Pongámonos en situación:
Hora punta.
Circulación horriblemente horrible en Boston y los pueblos de los alrededores. Gente que, pacientemente, se sienta en su coche y se dirige a su lugar de trabajo, situado con suerte a una media hora de su vivienda habitual, aunque otros menos (o más) afortunados pueden tener incluso más de dos horas de trayecto. Sin bocinazos, eso sí. Pero coches parados a derecha e izquierda, inmersos en un tráfico que parece no tener fin.
La guinda es, ni más ni menos, la circulación de los autobuses escolares.

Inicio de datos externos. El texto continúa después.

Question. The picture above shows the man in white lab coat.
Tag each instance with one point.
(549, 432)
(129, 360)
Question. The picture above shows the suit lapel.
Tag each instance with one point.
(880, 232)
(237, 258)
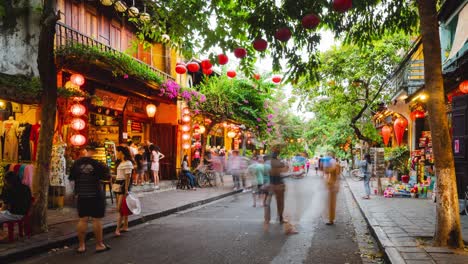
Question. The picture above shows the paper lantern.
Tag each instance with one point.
(231, 134)
(464, 86)
(193, 67)
(223, 59)
(240, 53)
(151, 110)
(77, 109)
(186, 118)
(276, 79)
(181, 69)
(231, 73)
(283, 34)
(399, 126)
(342, 5)
(77, 79)
(77, 140)
(77, 124)
(310, 21)
(185, 136)
(386, 133)
(260, 44)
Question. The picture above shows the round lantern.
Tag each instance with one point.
(151, 110)
(77, 124)
(464, 86)
(186, 118)
(276, 79)
(185, 136)
(231, 73)
(310, 21)
(260, 44)
(399, 126)
(231, 134)
(77, 109)
(186, 146)
(181, 69)
(283, 34)
(342, 5)
(223, 59)
(193, 67)
(77, 79)
(240, 53)
(386, 133)
(78, 140)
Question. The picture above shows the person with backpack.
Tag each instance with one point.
(366, 169)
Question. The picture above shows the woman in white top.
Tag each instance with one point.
(155, 157)
(124, 173)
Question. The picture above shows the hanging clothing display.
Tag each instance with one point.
(24, 147)
(10, 146)
(34, 137)
(58, 165)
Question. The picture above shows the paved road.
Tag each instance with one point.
(231, 231)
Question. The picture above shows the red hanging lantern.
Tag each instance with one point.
(181, 69)
(342, 5)
(77, 109)
(464, 86)
(77, 140)
(276, 79)
(260, 44)
(77, 79)
(283, 34)
(386, 132)
(231, 73)
(206, 64)
(193, 66)
(223, 59)
(399, 126)
(240, 53)
(310, 21)
(77, 124)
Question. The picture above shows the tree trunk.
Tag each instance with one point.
(48, 76)
(448, 218)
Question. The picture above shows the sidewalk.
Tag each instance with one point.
(404, 227)
(155, 204)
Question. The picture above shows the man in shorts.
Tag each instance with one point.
(87, 173)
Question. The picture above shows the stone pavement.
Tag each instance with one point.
(404, 227)
(155, 204)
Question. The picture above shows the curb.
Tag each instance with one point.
(391, 254)
(60, 242)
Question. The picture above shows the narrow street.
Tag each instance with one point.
(231, 231)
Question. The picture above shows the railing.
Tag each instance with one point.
(66, 36)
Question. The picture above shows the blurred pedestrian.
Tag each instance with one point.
(87, 173)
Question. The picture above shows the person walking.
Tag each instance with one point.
(87, 172)
(331, 176)
(366, 168)
(124, 173)
(156, 155)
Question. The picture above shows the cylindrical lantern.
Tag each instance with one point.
(186, 118)
(185, 136)
(399, 126)
(78, 140)
(386, 133)
(151, 110)
(77, 123)
(77, 79)
(77, 109)
(464, 86)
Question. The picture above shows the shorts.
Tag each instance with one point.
(94, 207)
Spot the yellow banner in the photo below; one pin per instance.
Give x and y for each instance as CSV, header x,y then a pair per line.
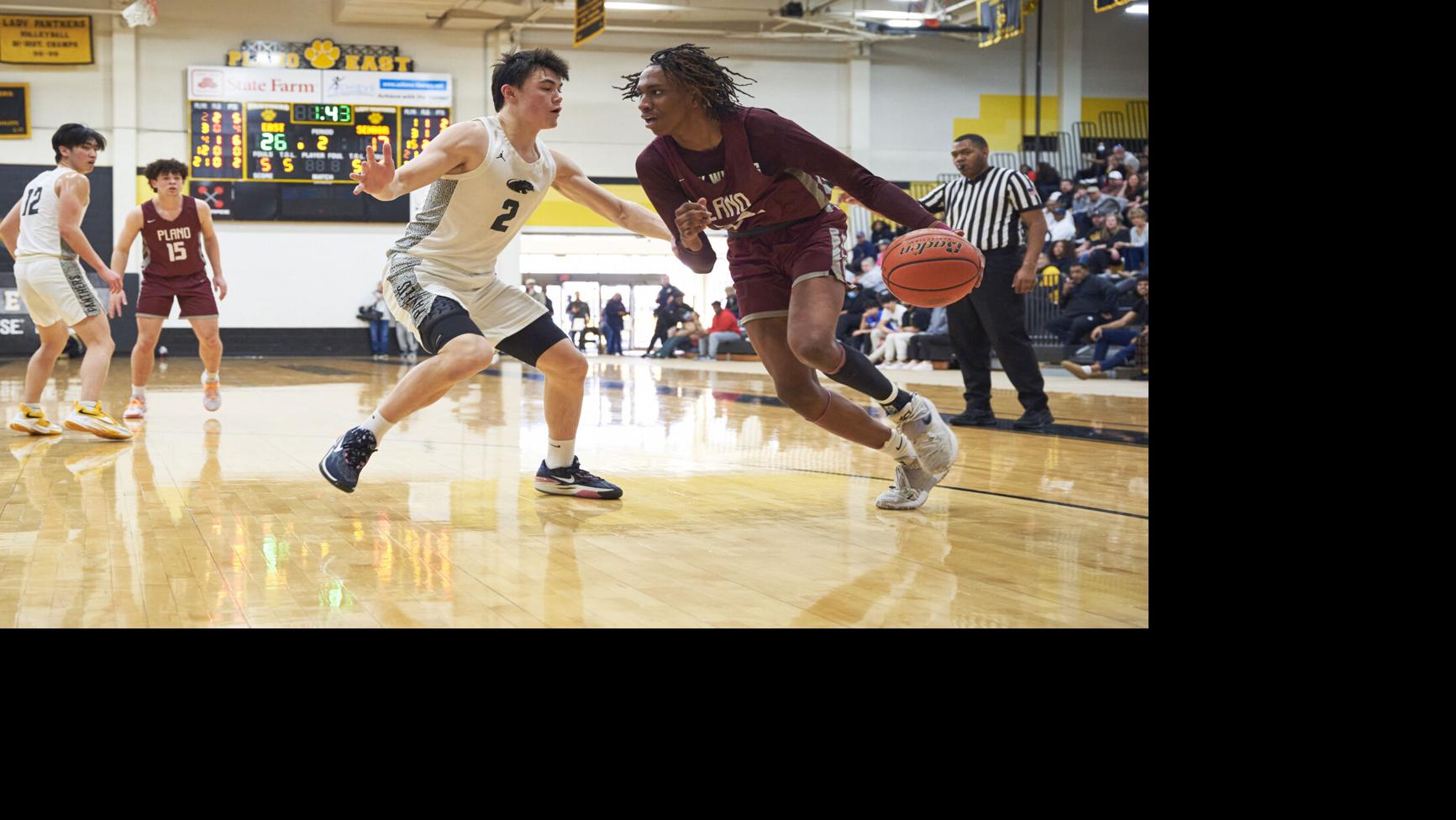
x,y
591,19
44,39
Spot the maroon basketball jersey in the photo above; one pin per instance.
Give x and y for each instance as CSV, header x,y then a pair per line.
x,y
171,248
743,197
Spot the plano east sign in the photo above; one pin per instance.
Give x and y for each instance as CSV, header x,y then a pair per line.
x,y
325,87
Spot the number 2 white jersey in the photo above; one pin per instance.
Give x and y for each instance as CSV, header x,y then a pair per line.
x,y
468,218
39,218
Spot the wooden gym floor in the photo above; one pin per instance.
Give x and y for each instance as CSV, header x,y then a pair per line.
x,y
736,512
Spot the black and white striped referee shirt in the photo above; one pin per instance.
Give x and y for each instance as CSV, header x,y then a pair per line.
x,y
987,208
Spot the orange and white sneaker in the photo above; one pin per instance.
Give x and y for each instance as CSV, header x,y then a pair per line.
x,y
34,423
97,423
212,395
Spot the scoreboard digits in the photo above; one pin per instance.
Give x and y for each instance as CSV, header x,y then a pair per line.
x,y
313,143
417,127
218,140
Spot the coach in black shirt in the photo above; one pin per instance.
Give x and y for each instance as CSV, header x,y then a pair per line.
x,y
986,204
1086,302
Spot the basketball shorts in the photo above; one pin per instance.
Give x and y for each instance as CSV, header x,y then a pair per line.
x,y
192,293
55,290
765,268
497,309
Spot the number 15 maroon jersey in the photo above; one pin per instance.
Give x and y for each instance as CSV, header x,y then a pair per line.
x,y
171,248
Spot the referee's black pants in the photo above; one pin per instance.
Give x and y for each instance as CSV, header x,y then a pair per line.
x,y
995,317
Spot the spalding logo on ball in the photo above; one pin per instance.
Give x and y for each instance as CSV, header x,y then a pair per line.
x,y
932,267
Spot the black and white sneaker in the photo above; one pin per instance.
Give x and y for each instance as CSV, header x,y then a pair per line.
x,y
344,462
574,481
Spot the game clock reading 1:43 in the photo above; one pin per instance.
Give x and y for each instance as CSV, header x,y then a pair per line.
x,y
313,143
218,140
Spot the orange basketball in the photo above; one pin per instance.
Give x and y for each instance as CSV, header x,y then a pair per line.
x,y
932,267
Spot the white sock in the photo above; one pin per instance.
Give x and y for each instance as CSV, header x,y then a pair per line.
x,y
560,454
377,424
900,448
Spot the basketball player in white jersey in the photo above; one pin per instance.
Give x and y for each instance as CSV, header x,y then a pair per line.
x,y
44,234
485,176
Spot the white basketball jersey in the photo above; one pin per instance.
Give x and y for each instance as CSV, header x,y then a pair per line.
x,y
39,218
468,218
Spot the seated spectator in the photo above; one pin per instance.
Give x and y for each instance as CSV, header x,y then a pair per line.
x,y
1134,251
852,312
938,333
1047,181
724,329
681,337
1086,302
896,349
1100,250
1128,331
1064,192
891,317
1060,223
871,277
1126,160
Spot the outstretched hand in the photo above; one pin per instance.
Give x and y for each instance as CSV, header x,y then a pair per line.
x,y
375,176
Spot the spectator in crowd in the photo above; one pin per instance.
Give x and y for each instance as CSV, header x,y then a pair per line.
x,y
864,246
723,329
1126,160
683,337
1059,223
1086,302
1047,181
1066,192
1128,331
612,322
1101,246
1134,250
897,345
665,312
891,317
376,312
916,355
871,278
854,309
580,317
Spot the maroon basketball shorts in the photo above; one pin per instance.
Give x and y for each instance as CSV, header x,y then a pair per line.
x,y
765,268
192,292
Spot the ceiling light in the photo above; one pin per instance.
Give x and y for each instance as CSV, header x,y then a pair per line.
x,y
615,6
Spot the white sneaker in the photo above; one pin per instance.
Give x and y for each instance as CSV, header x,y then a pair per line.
x,y
933,440
97,423
34,423
909,491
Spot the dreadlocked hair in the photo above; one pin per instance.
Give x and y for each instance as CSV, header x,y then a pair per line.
x,y
695,69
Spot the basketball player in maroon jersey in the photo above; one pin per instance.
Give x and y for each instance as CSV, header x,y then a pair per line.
x,y
717,164
174,230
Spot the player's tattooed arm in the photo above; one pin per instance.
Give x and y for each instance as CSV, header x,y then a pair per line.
x,y
130,228
458,149
576,186
10,229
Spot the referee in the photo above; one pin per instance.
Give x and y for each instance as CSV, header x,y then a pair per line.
x,y
985,204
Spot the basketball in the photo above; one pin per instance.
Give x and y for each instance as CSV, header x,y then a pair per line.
x,y
932,267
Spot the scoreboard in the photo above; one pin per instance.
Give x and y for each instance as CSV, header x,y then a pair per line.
x,y
321,143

Si, esos autobuses amarillos que salpican todas las películas etiquetadas como "familiares" en el argot popular, esos autobuses repletos de niños y jovenzuelos con las hormonas disparadas, que se dirigen a la escuela con cara de sueño y Nutella en las labios.
Tráfico.
Paciencia (no hay otra).
Y autobuses escolares.
Y cuando tu, sí, tú, piensas que la circulación va mejorando, y que puedes circular más de un cuarto de milla sin frenar, aparece en sentido contrario un autobús. Primero, observas que enciende las luces anaranjadas. Tu cara de susto va en aumento. Después, las luces se tornan rojas rojísimas. Y aquí es cuando todos los habitantes de Massachusetts, SI, TODOS, los habitantes que conducimos por la calle, nos paramos. Si. Totalmente parados. El tráfico de izquierda y derecha se queda en un STOP total, mientras las luces rojas iluminan la calle de forma intermitente. La señal que intenta darnos el autobús es muy clara:
QUIETO. NO TE MUEVAS. PUEDEN SALIR PEQUEÑUELOS DESCONTROLADOS DE DENTRO DE MI. SI NO QUIERES RECIBIR UNA AMONESTACIÓN EJEMPLAR, QUÉDATE QUIETO HASTA QUE MIS LUCES ROJAS SE HAYAN APAGADO.
Y los conductores hacemos caso a las luces rojas. Nos quedamos quietos. Como si el tiempo se parara, como si el movimiento no existiera, a no ser por los pasos lentos de unos churumbeles a ser el centro de atención, y de unas luces intermitentes de color rojo alertando de un peligro potencial: Tú.